PixArt-α: Fast Training of Diffusion Transformer for Photorealistic Text-to-Image Synthesis with OpenVINO#

This Jupyter notebook can be launched after a local installation only.

This paper introduces PIXART-α, a Transformer-based T2I diffusion model whose image generation quality is competitive with state-of-the-art image generators, reaching near-commercial application standards. Additionally, it supports high-resolution image synthesis up to 1024px resolution with low training cost.
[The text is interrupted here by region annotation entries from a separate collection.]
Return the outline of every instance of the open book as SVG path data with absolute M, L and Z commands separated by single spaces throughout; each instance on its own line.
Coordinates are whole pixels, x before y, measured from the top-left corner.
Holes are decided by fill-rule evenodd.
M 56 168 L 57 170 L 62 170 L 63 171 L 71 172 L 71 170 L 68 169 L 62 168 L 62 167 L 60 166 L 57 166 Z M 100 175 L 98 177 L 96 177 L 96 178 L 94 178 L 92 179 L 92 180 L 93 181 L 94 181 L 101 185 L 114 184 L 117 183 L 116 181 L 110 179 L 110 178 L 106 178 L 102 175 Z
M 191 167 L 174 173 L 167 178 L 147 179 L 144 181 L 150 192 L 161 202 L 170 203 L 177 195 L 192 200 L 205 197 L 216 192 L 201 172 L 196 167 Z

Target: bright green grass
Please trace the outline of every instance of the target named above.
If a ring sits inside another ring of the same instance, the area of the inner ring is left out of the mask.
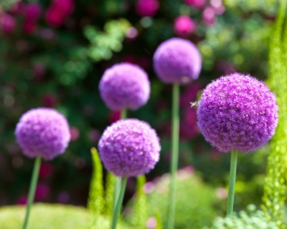
[[[0,228],[21,229],[26,209],[22,206],[0,208]],[[108,229],[109,219],[100,216],[96,225],[84,208],[59,204],[36,204],[32,207],[28,229]],[[98,226],[100,225],[100,228]],[[120,224],[119,229],[127,229]]]

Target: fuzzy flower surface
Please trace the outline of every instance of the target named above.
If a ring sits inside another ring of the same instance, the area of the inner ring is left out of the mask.
[[[119,64],[107,69],[99,86],[101,96],[111,110],[136,110],[150,98],[150,85],[145,72],[128,63]]]
[[[203,136],[223,152],[249,152],[274,134],[278,121],[275,94],[263,82],[235,73],[212,82],[203,91],[197,111]]]
[[[120,177],[148,173],[158,161],[160,148],[155,131],[134,119],[120,120],[108,127],[98,144],[106,168]]]
[[[47,160],[63,153],[71,138],[66,118],[49,108],[32,109],[24,114],[15,134],[24,154]]]
[[[196,46],[189,41],[171,38],[157,49],[154,65],[158,76],[164,83],[184,84],[198,78],[201,57]]]

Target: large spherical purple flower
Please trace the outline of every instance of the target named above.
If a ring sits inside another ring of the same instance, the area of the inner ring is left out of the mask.
[[[120,120],[108,127],[98,147],[107,169],[120,177],[148,173],[158,161],[160,150],[154,130],[133,119]]]
[[[274,135],[278,110],[275,95],[264,82],[234,73],[214,81],[203,91],[198,124],[205,140],[220,151],[248,152]]]
[[[150,85],[147,74],[131,64],[115,64],[107,69],[100,82],[101,96],[111,110],[136,110],[146,103]]]
[[[32,109],[23,115],[15,132],[23,153],[51,160],[64,152],[71,138],[65,118],[53,109]]]
[[[201,69],[200,54],[187,40],[173,38],[161,44],[154,56],[158,77],[167,83],[189,83],[198,77]]]

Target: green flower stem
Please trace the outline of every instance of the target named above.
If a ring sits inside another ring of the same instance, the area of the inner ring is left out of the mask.
[[[118,201],[117,202],[115,211],[113,213],[112,225],[110,228],[111,229],[116,229],[117,228],[117,224],[121,214],[121,210],[122,208],[124,196],[125,195],[125,190],[126,186],[127,186],[127,177],[125,177],[122,178],[121,191],[120,192]]]
[[[29,190],[29,194],[28,198],[28,203],[27,205],[25,221],[23,225],[23,229],[26,229],[28,228],[30,211],[31,206],[34,201],[34,196],[35,196],[36,186],[37,185],[38,177],[39,176],[39,171],[40,169],[40,165],[41,158],[38,157],[37,157],[35,159],[34,168],[33,169],[33,174],[32,175],[32,179],[30,184],[30,189]]]
[[[230,174],[229,175],[229,184],[228,187],[228,197],[227,198],[227,207],[226,216],[232,216],[233,202],[234,201],[234,188],[236,179],[236,165],[237,163],[237,151],[231,150],[231,159],[230,163]]]
[[[174,84],[172,86],[172,108],[171,162],[170,164],[171,179],[170,186],[168,204],[168,229],[173,229],[174,224],[175,210],[175,191],[176,188],[176,172],[179,157],[179,85]]]
[[[126,109],[123,109],[122,110],[121,113],[121,118],[123,119],[127,118],[127,112]],[[119,198],[119,195],[120,194],[120,191],[121,189],[121,179],[120,177],[116,177],[116,180],[115,182],[115,192],[114,192],[113,200],[113,214],[114,214],[114,211],[115,211],[115,208],[116,207],[116,205],[117,204],[117,202],[118,201],[118,198]]]
[[[121,113],[121,119],[126,119],[127,117],[127,111],[126,109],[123,109],[122,110]]]

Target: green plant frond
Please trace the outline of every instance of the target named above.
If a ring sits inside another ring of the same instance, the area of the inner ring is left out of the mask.
[[[106,180],[106,192],[105,195],[105,205],[104,213],[111,216],[113,213],[114,193],[116,177],[110,172],[108,172]]]
[[[144,175],[137,178],[136,192],[131,223],[133,226],[139,229],[146,228],[148,218],[146,196],[144,190],[146,181],[146,177]]]
[[[93,171],[91,182],[88,207],[93,214],[99,215],[103,213],[104,204],[102,166],[97,149],[93,148],[91,151]]]
[[[286,54],[287,32],[285,29],[283,33],[282,29],[286,6],[286,0],[280,1],[279,13],[270,46],[270,72],[268,83],[276,94],[279,108],[279,122],[276,132],[270,142],[262,206],[267,219],[276,222],[280,228],[285,228],[282,220],[286,199],[287,172],[287,122],[285,118],[287,115]]]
To achieve this goal, three core designs are proposed: 1. Training strategy decomposition: We devise three distinct training steps that separately optimize pixel dependency, text-image alignment, and image aesthetic quality; 2. Efficient T2I Transformer: We incorporate cross-attention modules into Diffusion Transformer (DiT) to inject text conditions and streamline the computation-intensive class-condition branch; 3. High-informative data: We emphasize the significance of concept density in text-image pairs and leverage a large Vision-Language model to auto-label dense pseudo-captions to assist text-image alignment learning.
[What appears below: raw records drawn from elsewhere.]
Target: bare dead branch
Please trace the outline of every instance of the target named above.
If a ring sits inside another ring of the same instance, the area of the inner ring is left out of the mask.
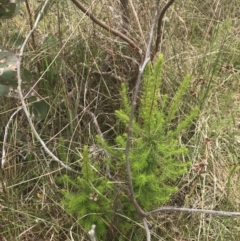
[[[30,117],[30,113],[27,109],[27,106],[26,106],[26,103],[25,103],[25,100],[24,100],[24,97],[23,97],[23,93],[22,93],[22,88],[21,88],[21,85],[22,85],[22,78],[21,78],[21,61],[22,61],[22,58],[23,58],[23,52],[24,52],[24,49],[25,49],[25,46],[29,40],[29,38],[31,37],[32,33],[35,31],[35,29],[37,28],[37,25],[38,25],[38,22],[40,20],[40,17],[41,15],[43,14],[43,11],[47,5],[47,3],[49,2],[49,0],[46,0],[41,11],[39,12],[38,16],[37,16],[37,19],[35,20],[35,23],[33,25],[33,28],[29,31],[28,35],[26,36],[22,46],[21,46],[21,49],[20,49],[20,53],[19,53],[19,61],[18,61],[18,64],[17,64],[17,77],[18,77],[18,94],[19,94],[19,98],[21,100],[21,104],[22,104],[22,108],[25,112],[25,115],[26,115],[26,118],[28,120],[28,123],[30,125],[30,128],[34,134],[34,136],[36,137],[36,139],[40,142],[40,144],[42,145],[43,149],[45,150],[45,152],[52,157],[52,159],[56,162],[58,162],[63,168],[71,171],[71,172],[74,172],[74,173],[77,173],[77,174],[80,174],[80,172],[78,171],[75,171],[73,170],[71,167],[67,166],[66,164],[64,164],[61,160],[59,160],[58,157],[56,157],[49,149],[48,147],[46,146],[45,142],[41,139],[41,137],[39,136],[38,132],[36,131],[35,127],[34,127],[34,124],[32,122],[32,119]]]
[[[227,216],[227,217],[240,217],[240,212],[225,212],[215,211],[207,209],[194,209],[194,208],[177,208],[177,207],[161,207],[146,213],[146,216],[157,215],[161,212],[187,212],[187,213],[203,213],[216,216]]]
[[[111,28],[106,23],[102,22],[98,18],[96,18],[92,13],[89,12],[78,0],[71,0],[83,13],[85,13],[89,18],[93,20],[94,23],[102,27],[103,29],[107,30],[108,32],[118,36],[122,40],[126,41],[130,46],[132,46],[134,49],[136,49],[139,53],[139,55],[142,55],[142,50],[137,46],[136,43],[134,43],[130,38],[128,38],[123,33]]]
[[[170,8],[170,6],[174,3],[175,0],[169,0],[167,4],[163,7],[163,9],[160,11],[159,17],[158,17],[158,24],[157,24],[157,38],[155,43],[155,53],[153,56],[158,52],[158,48],[161,42],[161,30],[162,30],[162,21],[163,17],[166,13],[166,11]]]
[[[103,140],[103,133],[102,133],[100,127],[99,127],[96,116],[90,110],[87,110],[86,108],[84,108],[84,106],[79,105],[79,107],[83,110],[83,112],[86,112],[88,115],[91,116],[91,118],[93,120],[93,123],[94,123],[94,126],[95,126],[95,129],[96,129],[96,132],[98,133],[100,138]]]
[[[7,143],[8,129],[9,129],[10,123],[11,123],[12,120],[13,120],[13,117],[14,117],[20,110],[22,110],[22,106],[18,107],[17,110],[12,113],[12,115],[10,116],[10,118],[9,118],[9,120],[8,120],[7,125],[5,126],[5,132],[4,132],[4,138],[3,138],[3,146],[2,146],[2,161],[1,161],[2,168],[4,168],[4,165],[5,165],[5,163],[6,163],[6,143]]]
[[[143,224],[146,231],[147,241],[151,241],[151,233],[150,233],[146,218],[143,218]]]
[[[144,57],[144,60],[143,60],[142,64],[139,66],[138,77],[137,77],[137,81],[136,81],[136,85],[135,85],[135,90],[134,90],[134,93],[133,93],[132,108],[131,108],[131,113],[130,113],[130,116],[129,116],[128,135],[127,135],[127,143],[126,143],[126,149],[125,149],[126,170],[127,170],[127,177],[128,177],[128,186],[129,186],[129,190],[130,190],[130,200],[132,201],[133,205],[135,206],[136,211],[137,211],[137,213],[140,217],[145,217],[145,212],[139,206],[139,204],[138,204],[138,202],[135,198],[135,195],[134,195],[129,152],[130,152],[130,148],[131,148],[130,143],[131,143],[132,131],[133,131],[132,130],[132,123],[133,123],[135,110],[136,110],[136,106],[137,106],[137,96],[138,96],[139,88],[140,88],[140,85],[141,85],[143,71],[144,71],[144,69],[145,69],[145,67],[146,67],[146,65],[147,65],[147,63],[150,59],[150,48],[151,48],[151,44],[152,44],[152,40],[153,40],[154,28],[155,28],[155,25],[156,25],[156,22],[157,22],[159,2],[160,2],[160,0],[156,1],[156,10],[155,10],[155,13],[154,13],[154,16],[153,16],[152,25],[151,25],[151,29],[150,29],[147,51],[146,51],[146,54],[145,54],[145,57]]]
https://huggingface.co/PixArt-alpha/PixArt-XL-2-1024-MS/resolve/main/asset/images/teaser.png

Table of contents:

Prerequisites
Load the original model
Convert the model to OpenVINO IR
Compiling models
Building the pipeline
Quantization
Interactive inference

This is a self-contained example that relies solely on its own code.

We recommend running the notebook in a virtual environment. You only need a Jupyter server to start. For details, please refer to Installation Guide.

Prerequisites#

%pip install -q "diffusers>=0.14.0" sentencepiece "datasets>=2.14.6" "transformers>=4.25.1" "gradio>=4.19" "torch>=2.1" Pillow opencv-python --extra-index-url https://download.pytorch.org/whl/cpu
%pip install -Uq "openvino>=2024.3.0"

import requests
from pathlib import Path


if not Path("pixart_helper.py").exists():
    r = requests.get(url="https://raw.githubusercontent.com/openvinotoolkit/openvino_notebooks/latest/notebooks/pixart/pixart_helper.py")
    open("pixart_helper.py", "w").write(r.text)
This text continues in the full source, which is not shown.